"Noncontrast CT and CTA are the cornerstones of stroke management, but technically, there's not much optimization that we can do with them," said Parizel, the David Hartley chair of radiology at the University of Western Australia in Perth, during a session on 1 March. "MRI has the potential to change management if it can be made more readily available."
Stroke imaging is optimized by effective protocols, and these are about "providing the diagnostic information or the endovascular treatment that matches clinical management," he noted, citing a 2001 paper published in the American Journal of Neuroradiology which outlined the "four Ps" of stroke assessment that remain pertinent today:
- Parenchyma: Rule out hemorrhage and assess early signs of acute stroke.
- Pipes (vessels): Assess extracranial and intracranial circulation for intravascular thrombus.
- Perfusion: Assess cerebral blood volume and flow.
- Penumbra: Assess tissue at risk of dying if ischemia continues.
So what's the best imaging tool for making these assessments? Parizel offered session attendees an overview, emphasizing that imaging must answer three questions for patients experiencing stroke:
- Is there an intracranial hemorrhage that contraindicates intravenous tissue plasminogen activator (tPA) treatment or endovascular therapy (EVT), or is there a large, well-established hypoattenuating infarct?
- Is there a proximal large vessel occlusion that can be treated with EVT?
- Is there a large core infarct seen at diffusion-weighted imaging, at CT angiography (CTA) of collateral vessels, on CTA source images, or at perfusion CT that is a relative contraindication to intravenous tPA or EVT?
Nonenhanced CT (NECT). NECT remains the first-line imaging modality for neurologic emergencies due to its speed, accuracy, and availability, Parizel said. It is used to exclude intracranial hemorrhage and identify large infarcts (i.e., those that put more than one-third of the brain at risk). Unfortunately, NECT has a "limited role in predicting and identifying early stage infarction, despite improvements in technique and analysis," he noted.
CT angiography (CTA). CTA is the best way to identify large vessel occlusion (LVO) and thus to expedite stroke treatment with endovascular therapy -- although Parizel did emphasize that starting treatment with intravenous tPA takes priority over advanced CT imaging in stroke patients.
Perfusion imaging. This technique can assess a patient's viable brain tissue and depict collateral circulation -- which is an important outcome predictor, he noted.
MRI. MRI shows promise beyond CT for identifying stroke, according to Parizel. (In fact, at the ECR meeting Japanese researchers reported that a 7-minute MRI protocol can now play a key role in the management of acute ischemic stroke patients.) Its advantages over CT include its lack of radiation, its sensitivity to acute ischemia, and its specificity in measuring the core volume of the infarction. MRI does have a few disadvantages, Parizel conceded, such as limited availability and potentially delayed workflow due to the need to screen patients for contraindications. But its benefits are compelling.
"Short protocol emergency brain MRI after negative noncontrast head CT is a cost-effective strategy in selected neurological patients with mild and unspecific symptoms, [and results] in lower costs and higher QALYs [quality-adjusted life years]," he said.
Even better, the development of portable MRI makes the modality available for point-of-care imaging -- although the image quality needs further development, according to Parizel.
"At Royal Perth Hospital, we've acquired a mobile ultralow-field MRI scanner as part of a nation-wide research project sponsored by the National Imaging Facility (NIF), with a generous contribution from the hospital," he said.

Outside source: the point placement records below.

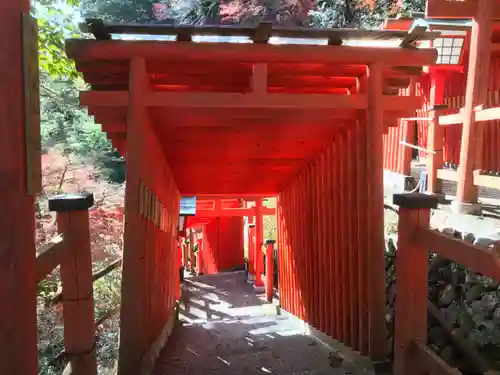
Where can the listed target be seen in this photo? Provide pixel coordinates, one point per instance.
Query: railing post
(251, 251)
(270, 270)
(76, 278)
(199, 256)
(412, 263)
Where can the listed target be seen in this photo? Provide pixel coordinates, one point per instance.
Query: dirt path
(228, 329)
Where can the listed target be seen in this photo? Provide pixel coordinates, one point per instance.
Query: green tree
(64, 124)
(136, 11)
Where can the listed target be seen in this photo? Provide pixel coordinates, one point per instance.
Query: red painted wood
(259, 238)
(18, 352)
(251, 248)
(353, 226)
(269, 271)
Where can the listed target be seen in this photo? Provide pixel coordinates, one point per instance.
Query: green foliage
(137, 11)
(56, 22)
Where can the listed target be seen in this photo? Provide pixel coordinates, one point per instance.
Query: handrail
(415, 241)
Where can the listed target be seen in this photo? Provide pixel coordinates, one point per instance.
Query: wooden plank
(89, 50)
(103, 30)
(488, 114)
(32, 105)
(487, 181)
(447, 175)
(478, 259)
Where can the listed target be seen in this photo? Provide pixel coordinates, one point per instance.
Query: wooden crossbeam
(249, 101)
(480, 260)
(481, 180)
(259, 34)
(480, 114)
(234, 212)
(88, 50)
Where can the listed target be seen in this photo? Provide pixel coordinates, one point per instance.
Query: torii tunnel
(300, 122)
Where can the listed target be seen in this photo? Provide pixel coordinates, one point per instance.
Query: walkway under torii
(301, 122)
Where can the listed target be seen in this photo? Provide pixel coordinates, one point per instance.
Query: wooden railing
(412, 356)
(71, 251)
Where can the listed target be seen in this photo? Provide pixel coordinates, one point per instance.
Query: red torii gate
(301, 122)
(213, 207)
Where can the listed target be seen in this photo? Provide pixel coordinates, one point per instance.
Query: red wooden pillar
(435, 136)
(192, 239)
(411, 280)
(18, 350)
(76, 277)
(476, 94)
(135, 299)
(251, 249)
(409, 135)
(375, 249)
(199, 255)
(259, 234)
(270, 270)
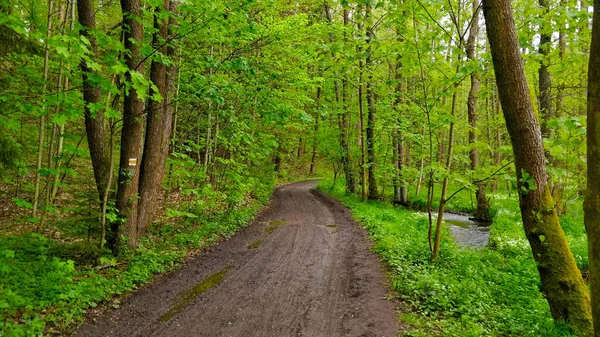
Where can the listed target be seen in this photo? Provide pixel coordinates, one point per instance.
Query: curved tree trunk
(591, 205)
(483, 206)
(562, 283)
(94, 120)
(158, 126)
(371, 161)
(132, 132)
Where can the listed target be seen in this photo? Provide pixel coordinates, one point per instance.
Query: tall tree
(92, 96)
(398, 143)
(132, 130)
(545, 79)
(482, 211)
(345, 121)
(591, 205)
(562, 283)
(158, 124)
(370, 139)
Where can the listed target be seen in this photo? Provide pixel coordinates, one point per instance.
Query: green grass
(489, 292)
(47, 286)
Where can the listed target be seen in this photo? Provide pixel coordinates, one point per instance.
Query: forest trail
(303, 268)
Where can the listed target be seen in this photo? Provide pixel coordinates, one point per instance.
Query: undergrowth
(494, 291)
(46, 286)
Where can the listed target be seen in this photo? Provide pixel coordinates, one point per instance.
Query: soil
(303, 268)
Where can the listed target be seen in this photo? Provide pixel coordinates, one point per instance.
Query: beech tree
(562, 283)
(591, 204)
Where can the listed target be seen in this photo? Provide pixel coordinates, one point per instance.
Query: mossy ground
(488, 292)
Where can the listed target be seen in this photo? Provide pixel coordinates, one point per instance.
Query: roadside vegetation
(466, 292)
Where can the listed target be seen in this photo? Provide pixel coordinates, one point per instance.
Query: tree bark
(371, 160)
(345, 125)
(545, 79)
(92, 96)
(400, 190)
(483, 206)
(562, 283)
(158, 126)
(131, 133)
(591, 205)
(315, 132)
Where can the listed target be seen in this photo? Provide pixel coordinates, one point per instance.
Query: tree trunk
(363, 169)
(158, 126)
(483, 206)
(345, 125)
(400, 188)
(38, 177)
(561, 280)
(591, 205)
(131, 133)
(438, 228)
(313, 157)
(545, 80)
(92, 96)
(371, 162)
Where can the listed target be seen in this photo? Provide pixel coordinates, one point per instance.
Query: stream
(467, 233)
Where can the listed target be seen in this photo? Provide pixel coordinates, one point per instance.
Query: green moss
(255, 244)
(185, 297)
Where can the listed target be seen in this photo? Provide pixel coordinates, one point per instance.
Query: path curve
(303, 268)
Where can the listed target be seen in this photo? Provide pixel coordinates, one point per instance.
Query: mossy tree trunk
(94, 120)
(158, 125)
(562, 283)
(371, 161)
(591, 206)
(131, 133)
(483, 206)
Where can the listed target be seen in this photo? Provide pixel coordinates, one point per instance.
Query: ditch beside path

This ultralow field MRI scanner arrived recently at Royal Perth Hospital (RPH). This photo was taken in the store room before the machine went through the intake process of the hospital. RPH obtained the scanner as part of the PoCeMR (point-of-care MR) scheme funded by the National Imaging Facility in Australia. "The big question is whether the quality will be sufficient for clinical decision-making. Only the future will tell," commented Prof. Paul Parizel, who provided this photo.
"The purpose is to explore whether this technology can be used a mobile ultra-low-field MRI that can be used in point-of-care settings such as the intensive care unit, the emergency department, mobile stroke units, and resource-limited locations," he continued. "The image quality is not good -- field strength is 0.064 tesla -- but [still, portable MRI] could be part of the solution."
The bottom line for imaging and stroke management is providing timely information to clinician peers that integrates with stroke patient management, Parizel concluded.